En Seine-Saint-Denis, le gouvernement signe un chèque... sans montant

Par César Armand  |   |  645  mots
(Crédits : Charles Platiau)
Venu à Bobigny avec cinq ministres et un secrétaire d'État, le premier ministre a annoncé plus d'une vingtaine de mesures pour le département le plus pauvre de France. Les élus locaux saluent cette prise de conscience, tout en pointant les limites de cet exercice gouvernemental.

Hors norme. Venu présenter "l'État fort en Seine-Saint-Denis", ce 31 octobre à la préfecture de Bobigny, le premier ministre a répété six fois cet adjectif. Tant pour qualifier le "potentiel" du 93 que ses "difficultés".

Accompagnés de six ministres et secrétaires d'État, Edouard Philippe a présenté vingt-trois mesures, en matière d'attractivité, de sécurité, d'éducation, de santé et de justice. Seul bémol: il n'a pas précisé le chiffrage du montant global. Interrogé sur ce point à l'issue de son discours, il a préféré sourire.
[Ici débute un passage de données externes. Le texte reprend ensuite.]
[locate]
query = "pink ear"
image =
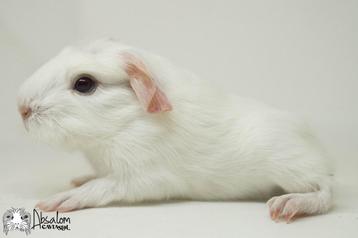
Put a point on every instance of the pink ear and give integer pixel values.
(145, 88)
10.000 euros aux fonctionnaires restés cinq ans

Parmi les annonces-clés, l'octroi dès le premier semestre 2020 d'une prime de fidélisation de 10.000 euros aux fonctionnaires restés 5 ans en service, versée en priorité aux "agents en première ligne" comme les enseignants. "La moyenne d'ancienneté en Seine-Saint-Denis est de 2,7 années contre 7,4 en Essonne", a justifié le locataire de Matignon.

"10.000 euros après cinq ans, cela représente 166 euros par mois", calcule Alexis Corbière, député (LFI) du département. "Cela ne rattrapera pas le gel du point d'indice des fonctionnaires. À la veille des municipales, cela ressemble fort à une opération de communication, mais le fait qu'Édouard Philippe vienne acte qu'il y a un problème particulier."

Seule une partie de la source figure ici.